Fin dai tempi del Ventennio, i rapporti tra mafia ed estrema destra hanno vissuto epoche in cui si sono alternate conflittualità e collusione. Ancora oggi c’è molta disinformazione sulle politiche del duce in Sicilia in merito al crimine organizzato. È infatti arcinoto come ai suoi grotteschi e anacronistici simpatizzanti odierni piaccia riempirsi la bocca con la fake news che “quando c’era lui la mafia fu sconfitta”, notizia che veniva già millantata dalla propaganda fascista del tempo. Come oggi invece sappiamo, durante il Ventennio a Palermo fu fatta una giustizia molto sommaria e, come ricordò Leonardo Sciascia una trentina di anni fa in uno storico articolo sul Corriere Della Sera, la notizia infondata della sconfitta della mafia fornì ai fascisti veri un vero e proprio scudo sotto il quale operare indisturbatamente.
A distanza di quasi cento anni dal primo governo Mussolini, i rapporti tra associazioni criminali ed esponenti di partiti di estrema destra hanno subito notevoli cambiamenti, ma non sembrano essersi interrotti. Ad esempio ad Ostia, in occasione delle elezioni del 2017, è stata dimostrata una certa simpatia reciproca tra alcuni rappresentati di vertice di Casapound ed esponenti del violento clan Spada. Negli ultimi giorni, però, è emersa una notizia che, se fosse confermata, avrebbe del clamoroso. Secondo quanto emerge da un’inchiesta del settimanale “L’Espresso” parrebbe infatti che Roberto Fiore abbia aiutato in passato un ex boss di camorra a violare il 41 bis. I fatti raccontati dal settimanale fanno riferimento al periodo in cui l’attuale leader di Forza Nuova era parlamentare europeo. Pare che, avvalendosi della sua carica, Fiore si recò con alcuni accompagnatori presso la Casa Circondariale di Viterbo dove era detenuto Antonio Varriale, uno dei capi della camorra.
Nell’incontro tra Fiore e Varriale sarebbe stato presente anche un accompagnatore che fu riconosciuto solo successivamente come il fratello del boss. Questo episodio, se fosse confermato, rappresenterebbe una gravissima violazione dell’articolo 41-bis. Il dispositivo di legge, istituito nel 1975, dopo la strage di Capaci fu allargato nella sua applicazione a chi faceva parte di organizzazioni criminali. Lo scopo di questo accorgimento era quello di limitare al massimo tutti i contatti con l’esterno per evitare che i boss continuassero a svolgere le loro operazioni di comando dal carcere, pratica assai diffusa fino all’inizio degli anni ‘90.

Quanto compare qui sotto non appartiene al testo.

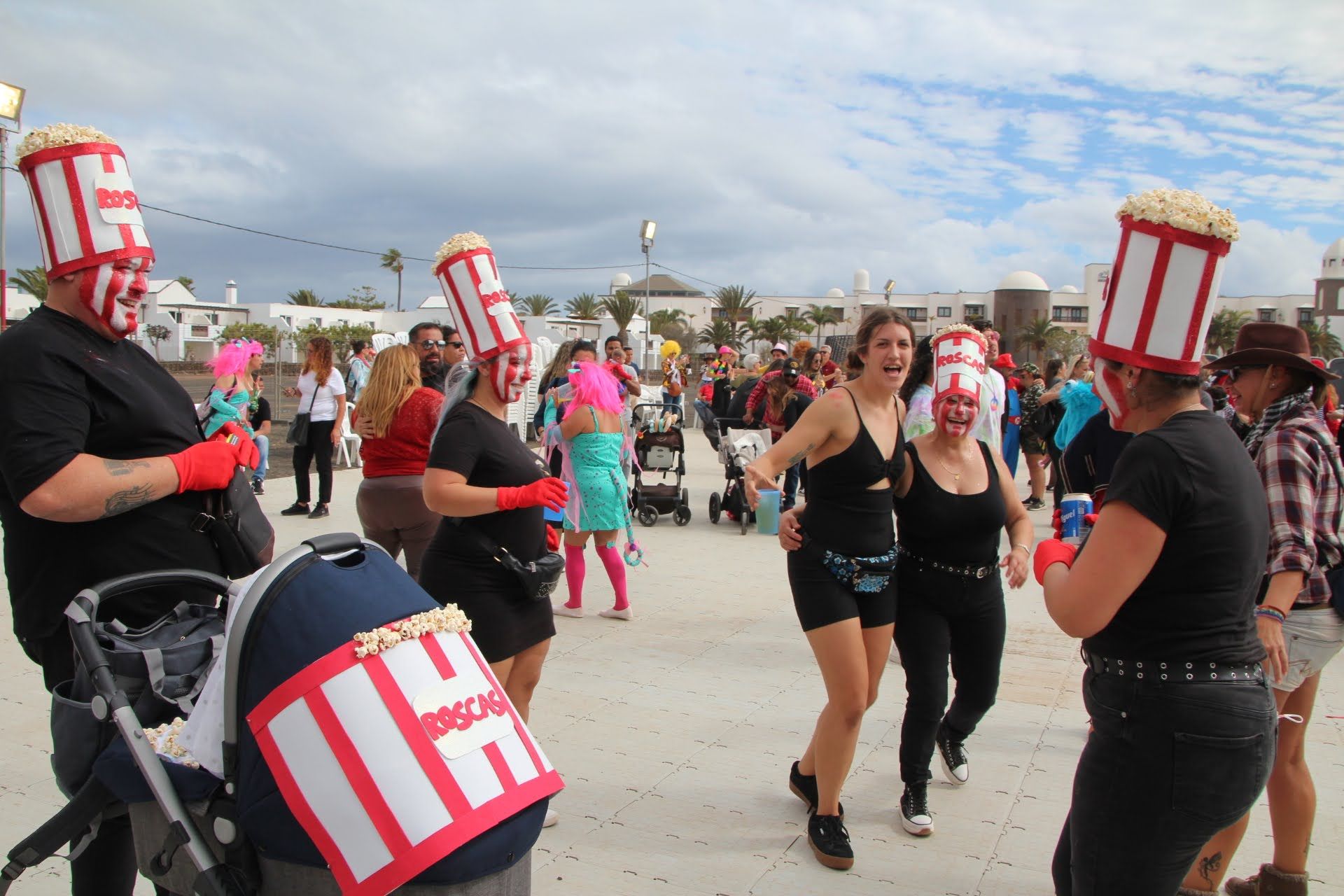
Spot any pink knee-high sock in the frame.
[564,544,587,610]
[596,544,630,610]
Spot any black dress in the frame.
[419,402,555,662]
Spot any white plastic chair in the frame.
[336,402,364,466]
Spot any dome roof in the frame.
[996,270,1050,291]
[1321,237,1344,279]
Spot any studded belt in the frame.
[1081,650,1265,682]
[897,544,999,579]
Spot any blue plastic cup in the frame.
[757,489,780,535]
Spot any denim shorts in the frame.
[1270,603,1344,690]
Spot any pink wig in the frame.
[209,339,266,376]
[570,361,622,414]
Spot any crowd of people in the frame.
[0,124,1344,896]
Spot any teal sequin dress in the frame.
[564,407,629,532]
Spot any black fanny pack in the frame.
[451,517,564,601]
[802,532,897,594]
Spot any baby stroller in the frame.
[0,533,551,896]
[710,416,769,535]
[630,405,691,525]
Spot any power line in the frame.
[140,203,638,270]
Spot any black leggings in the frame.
[294,421,336,504]
[895,559,1007,783]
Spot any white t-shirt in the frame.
[298,367,345,423]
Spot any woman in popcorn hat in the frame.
[1035,190,1277,895]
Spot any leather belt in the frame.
[1081,650,1265,682]
[897,544,999,579]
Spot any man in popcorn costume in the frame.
[0,125,257,896]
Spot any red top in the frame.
[355,387,444,479]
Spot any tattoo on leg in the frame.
[102,485,155,520]
[102,459,149,475]
[1199,853,1223,887]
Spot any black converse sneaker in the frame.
[900,783,932,837]
[937,720,970,788]
[789,762,844,821]
[808,813,853,871]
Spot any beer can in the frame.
[1059,491,1091,540]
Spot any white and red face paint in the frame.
[78,258,155,339]
[1093,357,1129,430]
[491,342,532,405]
[932,392,980,438]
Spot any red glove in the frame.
[168,440,257,494]
[495,475,570,510]
[210,421,260,470]
[1035,539,1078,584]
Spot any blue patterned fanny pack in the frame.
[802,532,897,594]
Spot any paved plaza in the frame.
[0,430,1344,896]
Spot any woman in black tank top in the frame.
[746,307,914,869]
[895,326,1032,837]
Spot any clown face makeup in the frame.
[76,258,155,339]
[491,342,532,405]
[932,392,980,438]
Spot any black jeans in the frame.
[294,421,336,504]
[1052,671,1278,896]
[894,566,1008,783]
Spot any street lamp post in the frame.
[0,80,27,330]
[640,220,659,370]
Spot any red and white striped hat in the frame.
[434,231,529,361]
[1087,190,1238,374]
[18,125,155,276]
[932,323,985,403]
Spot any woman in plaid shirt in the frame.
[1185,323,1344,896]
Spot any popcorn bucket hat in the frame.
[1088,190,1239,374]
[434,231,531,361]
[16,125,155,278]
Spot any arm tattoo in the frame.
[789,442,817,466]
[102,459,149,475]
[102,485,155,520]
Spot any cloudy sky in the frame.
[0,0,1344,312]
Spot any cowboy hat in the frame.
[1208,321,1338,380]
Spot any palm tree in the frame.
[517,293,561,317]
[602,289,643,342]
[289,289,323,305]
[1204,307,1252,355]
[1298,323,1344,358]
[564,293,602,321]
[379,248,406,310]
[1016,316,1065,363]
[713,286,755,323]
[9,267,47,302]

Insomma, se quanto raccontato dall’Espresso trovasse riscontri, saremmo di fronte a una grave violazione del 41 bis, regime che negli ultimi anni si è ammorbidito non poco, evidenziando alcune clamorose falle come quella raccontata. Fanno specie le recenti parole del procuratore di Napoli, Giovanni Melillo, che ha raccontato una realtà sconcertante descrivendo il carcere come un “luogo dove lo Stato esercita un’assai limitata capacità di controllo, dove dominano organizzazioni mafiose, dove entrano quotidianamente i cellulari e non li sequestriamo neanche più tanti sono”. In regime di carcere duro la musica non cambia più di tanto; secondo Melillo infatti “i controlli sono saltuari e non vi è alcuna seria aspettativa dei limiti del 41 bis”. Una denuncia sconcertante che non può rimanere inascoltata.